After receiving the context you need to triage the problem, topology-powered observability provides telemetry data on the components that are impacted, allows you to travel back in time, and also automatically directs you to the probable root cause. In IT environments that lack a holistic view, it can take minutes to hours to do these things. StackState can do this in minutes, allowing you to reduce triaging time and focus on solving the problem. This time saver is not only important for your R&D department, but more important for your customer satisfaction and SLOs.

4. Reduce Alert Noise and Focus Only on What Matters

It can be painful to determine which alerts really matter. When the incident management process is triggered and tickets are automatically created in your ITSM system, they need to be right. Moreover, you want to avoid any duplicates or false alarms. Why? Every ticket created will cause more work to understand and process.

Topology-powered observability can reduce the alert noise drastically. How? Because it understands - through its topology layer - how multiple events that are happening in your environment may all stem from the same issue. Before, you might have received 10 tickets because 10 events popped up. Now, you receive one ticket that immediately directs you to the probable root cause of each of these 10 different events. This saves you lots of valuable time that you can repurpose to make your entire system more robust and stable. Bonus: You continue to avoid tons of alerts going forward..

5. Capture Expert Knowledge in Your Observability System

Do you have additional superheroes in your organization that know everything about a particular technology? This often happens when technology becomes older or when new technology is introduced. It can be a risk to only have a few superheroes like these in your organization, because customer satisfaction often depends on the stability and reliability of the old and new technologies. 

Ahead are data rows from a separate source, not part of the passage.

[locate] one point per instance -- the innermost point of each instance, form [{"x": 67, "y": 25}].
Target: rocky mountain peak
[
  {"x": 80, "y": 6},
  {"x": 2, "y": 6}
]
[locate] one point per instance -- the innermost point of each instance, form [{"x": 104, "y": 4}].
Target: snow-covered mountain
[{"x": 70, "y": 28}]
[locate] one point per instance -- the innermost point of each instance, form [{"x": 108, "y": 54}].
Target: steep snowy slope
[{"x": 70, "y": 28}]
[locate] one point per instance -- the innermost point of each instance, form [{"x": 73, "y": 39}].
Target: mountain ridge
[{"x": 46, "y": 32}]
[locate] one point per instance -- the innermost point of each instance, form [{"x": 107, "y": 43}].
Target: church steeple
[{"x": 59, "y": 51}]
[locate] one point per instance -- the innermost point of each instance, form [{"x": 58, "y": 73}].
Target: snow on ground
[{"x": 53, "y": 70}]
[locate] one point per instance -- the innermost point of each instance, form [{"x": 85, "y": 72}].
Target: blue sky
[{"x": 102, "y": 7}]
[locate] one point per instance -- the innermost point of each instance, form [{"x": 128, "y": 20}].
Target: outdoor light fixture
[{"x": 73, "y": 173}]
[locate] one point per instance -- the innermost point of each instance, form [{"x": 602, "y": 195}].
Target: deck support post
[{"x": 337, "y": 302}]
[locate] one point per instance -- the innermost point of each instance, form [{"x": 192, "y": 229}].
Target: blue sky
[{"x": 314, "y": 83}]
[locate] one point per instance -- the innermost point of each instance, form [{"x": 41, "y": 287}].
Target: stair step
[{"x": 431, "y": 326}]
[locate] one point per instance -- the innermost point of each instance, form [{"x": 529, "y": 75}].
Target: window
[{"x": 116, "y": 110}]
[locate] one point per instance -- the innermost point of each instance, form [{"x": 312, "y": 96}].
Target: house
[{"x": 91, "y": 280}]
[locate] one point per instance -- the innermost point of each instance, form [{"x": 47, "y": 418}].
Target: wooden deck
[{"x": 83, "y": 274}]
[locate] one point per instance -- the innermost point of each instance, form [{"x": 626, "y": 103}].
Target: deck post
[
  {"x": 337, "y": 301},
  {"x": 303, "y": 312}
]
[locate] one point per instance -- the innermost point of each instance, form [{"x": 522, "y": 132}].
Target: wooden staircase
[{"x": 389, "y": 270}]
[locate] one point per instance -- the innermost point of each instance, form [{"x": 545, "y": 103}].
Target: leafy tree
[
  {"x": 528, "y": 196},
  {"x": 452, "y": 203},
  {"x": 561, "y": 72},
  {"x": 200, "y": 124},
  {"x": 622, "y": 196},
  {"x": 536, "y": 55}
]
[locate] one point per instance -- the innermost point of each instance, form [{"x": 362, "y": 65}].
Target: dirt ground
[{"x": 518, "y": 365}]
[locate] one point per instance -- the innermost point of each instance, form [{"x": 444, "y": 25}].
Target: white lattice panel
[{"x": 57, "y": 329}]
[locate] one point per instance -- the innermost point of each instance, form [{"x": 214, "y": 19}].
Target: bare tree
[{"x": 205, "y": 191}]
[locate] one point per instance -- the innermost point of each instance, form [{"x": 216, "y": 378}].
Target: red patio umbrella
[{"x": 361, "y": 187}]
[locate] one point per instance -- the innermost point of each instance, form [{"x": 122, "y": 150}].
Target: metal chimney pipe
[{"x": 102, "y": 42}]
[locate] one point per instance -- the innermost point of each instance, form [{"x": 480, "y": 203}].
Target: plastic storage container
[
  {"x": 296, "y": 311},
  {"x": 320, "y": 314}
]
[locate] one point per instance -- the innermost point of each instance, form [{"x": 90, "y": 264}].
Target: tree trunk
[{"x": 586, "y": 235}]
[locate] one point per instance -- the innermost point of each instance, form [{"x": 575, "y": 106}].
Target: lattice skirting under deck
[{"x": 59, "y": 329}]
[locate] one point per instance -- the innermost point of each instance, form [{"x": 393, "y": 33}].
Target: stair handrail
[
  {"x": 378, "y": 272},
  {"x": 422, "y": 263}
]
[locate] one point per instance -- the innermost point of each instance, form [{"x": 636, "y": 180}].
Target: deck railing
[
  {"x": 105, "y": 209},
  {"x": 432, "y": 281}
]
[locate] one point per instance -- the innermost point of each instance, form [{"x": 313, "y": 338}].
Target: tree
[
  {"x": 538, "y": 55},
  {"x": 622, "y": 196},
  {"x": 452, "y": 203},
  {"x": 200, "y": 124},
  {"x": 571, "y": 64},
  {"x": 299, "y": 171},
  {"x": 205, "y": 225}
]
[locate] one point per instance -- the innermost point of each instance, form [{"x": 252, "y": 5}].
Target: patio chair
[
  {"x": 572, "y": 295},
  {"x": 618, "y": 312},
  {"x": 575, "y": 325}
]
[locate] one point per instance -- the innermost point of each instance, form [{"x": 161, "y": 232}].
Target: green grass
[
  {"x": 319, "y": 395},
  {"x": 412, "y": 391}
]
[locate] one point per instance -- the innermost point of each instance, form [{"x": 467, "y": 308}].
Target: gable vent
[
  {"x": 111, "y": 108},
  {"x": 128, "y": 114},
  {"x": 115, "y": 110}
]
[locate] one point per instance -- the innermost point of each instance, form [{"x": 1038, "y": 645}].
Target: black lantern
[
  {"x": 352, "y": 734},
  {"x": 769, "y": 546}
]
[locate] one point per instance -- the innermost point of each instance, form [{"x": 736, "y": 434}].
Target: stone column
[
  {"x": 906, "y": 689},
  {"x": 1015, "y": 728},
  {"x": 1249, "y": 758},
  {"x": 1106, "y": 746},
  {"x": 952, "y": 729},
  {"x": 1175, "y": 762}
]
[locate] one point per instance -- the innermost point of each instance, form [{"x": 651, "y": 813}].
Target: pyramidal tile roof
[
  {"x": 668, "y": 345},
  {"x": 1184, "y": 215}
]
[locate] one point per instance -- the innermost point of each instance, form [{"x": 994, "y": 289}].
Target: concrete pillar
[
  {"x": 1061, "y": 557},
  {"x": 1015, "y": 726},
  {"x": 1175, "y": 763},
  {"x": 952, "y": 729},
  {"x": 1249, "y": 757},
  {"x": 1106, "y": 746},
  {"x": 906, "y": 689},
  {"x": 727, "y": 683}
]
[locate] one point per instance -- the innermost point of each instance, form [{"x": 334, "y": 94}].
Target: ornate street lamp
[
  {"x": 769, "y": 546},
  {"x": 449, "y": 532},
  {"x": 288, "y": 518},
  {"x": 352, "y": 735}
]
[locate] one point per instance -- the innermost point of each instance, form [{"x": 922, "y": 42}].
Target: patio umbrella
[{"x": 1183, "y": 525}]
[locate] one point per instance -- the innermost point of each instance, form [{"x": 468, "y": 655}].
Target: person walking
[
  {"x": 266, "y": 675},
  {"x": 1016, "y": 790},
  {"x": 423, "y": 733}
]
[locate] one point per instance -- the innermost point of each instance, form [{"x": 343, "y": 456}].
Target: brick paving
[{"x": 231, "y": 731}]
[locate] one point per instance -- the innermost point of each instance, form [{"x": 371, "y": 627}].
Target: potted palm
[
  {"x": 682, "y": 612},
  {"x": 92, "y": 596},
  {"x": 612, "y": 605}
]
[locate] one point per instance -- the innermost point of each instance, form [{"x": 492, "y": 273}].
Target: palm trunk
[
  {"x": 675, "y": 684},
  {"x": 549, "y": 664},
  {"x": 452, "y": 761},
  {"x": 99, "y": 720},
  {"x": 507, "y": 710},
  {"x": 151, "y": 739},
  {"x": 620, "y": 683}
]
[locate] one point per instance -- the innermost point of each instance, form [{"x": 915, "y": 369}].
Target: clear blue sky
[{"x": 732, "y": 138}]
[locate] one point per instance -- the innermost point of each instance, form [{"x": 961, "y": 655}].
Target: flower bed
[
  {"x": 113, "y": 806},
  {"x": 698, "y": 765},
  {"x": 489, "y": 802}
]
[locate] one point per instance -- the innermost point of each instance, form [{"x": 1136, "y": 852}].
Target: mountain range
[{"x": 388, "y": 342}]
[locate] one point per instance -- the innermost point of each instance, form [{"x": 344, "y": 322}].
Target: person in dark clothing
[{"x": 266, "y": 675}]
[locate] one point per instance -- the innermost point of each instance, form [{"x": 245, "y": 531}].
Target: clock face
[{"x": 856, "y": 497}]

It can be hard to capture all of the knowledge these experts possess and let other team members benefit from it as well. For example, some experts may know that in your Kubernetes environment, your ReplicaSet should be three to prevent disruption. If you’re new to Kubernetes, you might be unaware of this. 

Topology-powered observability helps you by capturing the state of your IT landscape - something that normally only the superheroes can do. Following the previous example, the observability solution will capture that Kubernetes ReplicaSets are currently set to three in your environment. When someone then adds a ReplicaSet that’s lower than three, the observability solution can notify that person. This makes it a lot easier for beginners to start developing Kubernetes applications. 

6. Define Rules and Best Practices in Your System

Besides capturing knowledge from a single expert, you might want to set boundaries to the amount of freedom the different teams have. Here’s an example: you want to allow your teams to make use of AWS S3 buckets for storage. However, you want to enforce secure usage of this. How? By checking if the encryption is enabled or determining that root cause access is switched off on your EC2 machine. 

A topology-powered observability platform is the perfect instrument for capturing rules and best practices like these. Since every component is checked by StackStates monitors, the teams have the freedom to deploy quickly, while also receiving a warning whenever rules are not applied in the right way.

Rather than explaining these rules to every team or spending many hours checking if teams comply with these rules, you can save yourself a tremendous amount of time by setting up a system like this.

Save Hours by Leveraging Topology-Powered Observability

In this blog, I described how many different teams and roles within your organization will benefit from topology-powered observability. No matter if you’re the expert in this field or just a starter, involved in software development or operations, responsible for a particular application or an entire practice: all will save hours by making use of topology-powered observability.